Monday, May 25, 2009


The new version of Newsweek (both print and online) launched last week. Have you seen it?

I actually like Newsweek, so I kept an open mind about the relaunch, but I was hardly bouncing up and down with anticipation. I understand that traditional news outlets are hurting and struggling to find ways to remain "relevant" in tomorrow's world. But the current thing was working for me, so I don't feel the same pressing need for change that shareholders of The Washington Post Company (which owns Newsweek, as well as must be feeling.

The latest issue was delivered on Tuesday afternoon, and I haven't finished it yet. What? You think I'm twiddling my thumbs, here? I'll get to it!

I've already used a couple of pieces from the magazine, one to show Paul, one to share at a meeting. So there's still relevant (to me) information in Newsweek. But over all, I'm concerned about the redesign.

1) They strive to be "provocative without being partisan." I recently watched a very "provocative" video on Facebook about a 15-year-old girl who wants to get pregnant. I applaud the desire to avoid being partisan, and I like the way Newsweek goes about that. But the "provocative" stuff tends to annoy me. I mentioned earlier; I think they spend a lot of time being "provocative" . . . and not always in a constructive way. What, exactly, are we trying to provoke? Thought? Discussion? Emotion? Response? Sales?

Alas, I live in a world where screaming, sensationalist headlines sell. And if "news" companies want to make money, they have to get eyeballs where their advertisers can count 'em. So that means more screaming, sensationalist headlines. It means more opinion pieces by writers who also contribute to (like Dahlia Lithwick, e.g. Put Sarah Palin on the Supreme Court! That place needs a breast pump!) Provocative? You betcha. Adding to intelligent discourse in this country? Less so.

About those opinion pieces:

2) There's a lot more opinion in the new Newsweek. Editor Jon Meacham, in his "Top of the Week" column (formerly "The Editor's Desk") introducing the relaunch, explains what we'll see more - and less - of in weeks to come:
"There will, for the most part, be two kinds of stories in the new NEWSWEEK. The first is the reported narrative—a piece, grounded in original observation and freshly discovered fact, that illuminates the important and the interesting. The second is the argued essay—a piece, grounded in reason and supported by evidence, that makes the case for something.

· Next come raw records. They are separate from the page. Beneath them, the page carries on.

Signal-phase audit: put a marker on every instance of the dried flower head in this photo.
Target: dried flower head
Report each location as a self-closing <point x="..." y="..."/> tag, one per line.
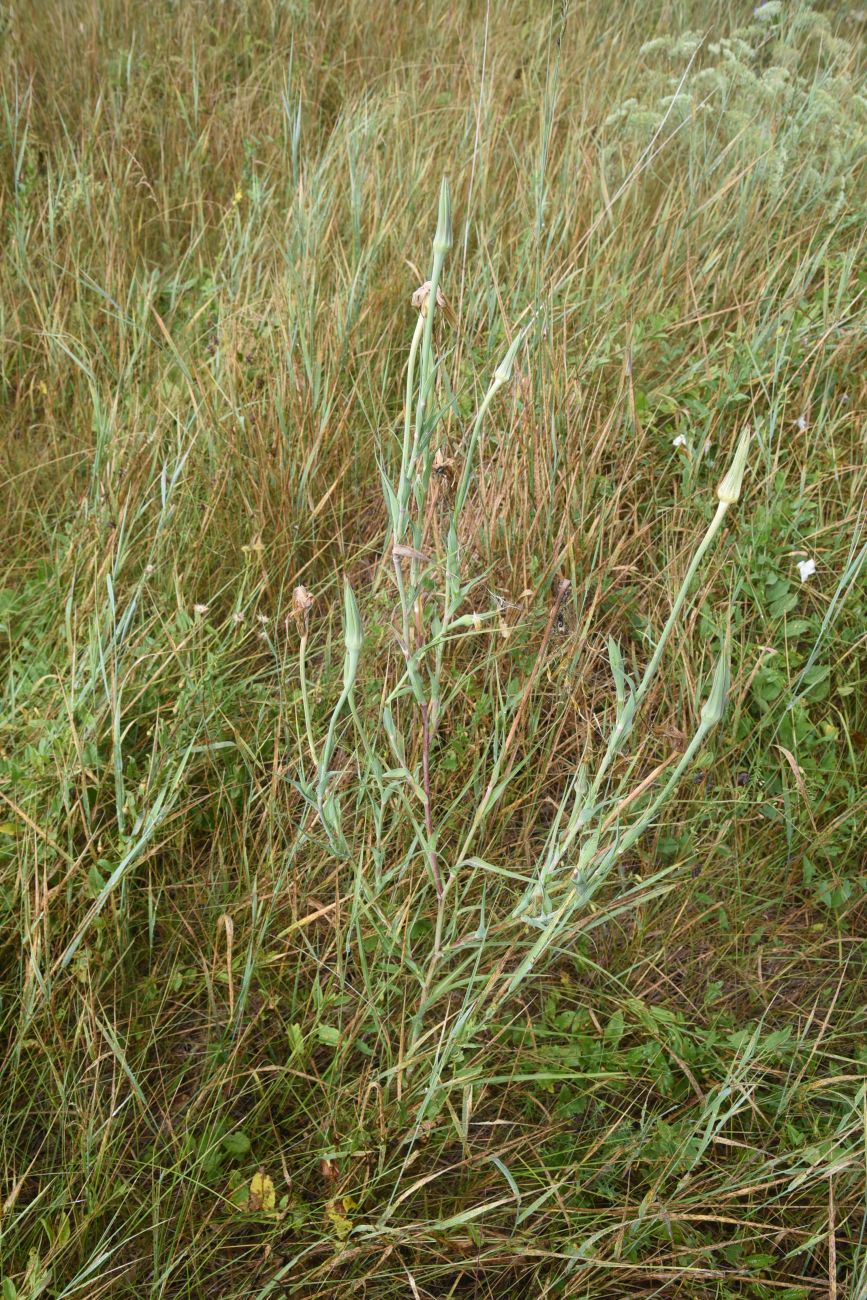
<point x="443" y="467"/>
<point x="302" y="605"/>
<point x="423" y="294"/>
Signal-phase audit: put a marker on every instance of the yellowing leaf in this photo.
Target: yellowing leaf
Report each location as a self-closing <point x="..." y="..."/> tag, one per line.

What is displaced by these categories? The chief casualty is the straightforward news piece and news written with a few (hard-won, to be sure) new details that does not move us significantly past what we already know."
What who already knows? Those of you in the news business who read the AP Wire as it streams in and devour hours of cable news programs a day? Or people like me, who see the biggest headlines on our iGoogle homepages, listen to NPR news when we happen to be in the car at the top of the hour, and carry Newsweek with us to catch up on the rest? The latter group - people like me - are getting screwed by this new version of the magazine.

Newsweek used to kick off with "Periscope," full of short reported pieces wherein I learned interesting (or not) things like who Obama might pick for the Supreme Court or what's going on with Israel's new Prime Minister.

There are still short pieces in the new "Scope" section of Newsweek, and they still have an international flare. But the piece on civil rights abuses in Egypt (fascinating!) ends in a critique of our current foreign policy toward that nation and a suggestion for what we should be doing. Opinion. The piece on the world economy, focusing on how spending isn't down nearly as much in France as it is here (interesting!) includes a suggestion that European attitudes on government spending are healthier than American attitudes on same. Opinion.

It's not that I necessarily disagree with the opinions or think they're poorly written. It's just that they're . . . not news.

I'll keep reading; I'll try to keep an open mind. But if I'm looking for news in a broad, in-depth, non-sensationalistic format that's more portable than the internet, something a little less pressing and ink-stainy than a daily newspaper, something that's more about covering the stories that matter and less about breaking the day's biggest headline, and if the place for that isn't Newsweek, then where is it?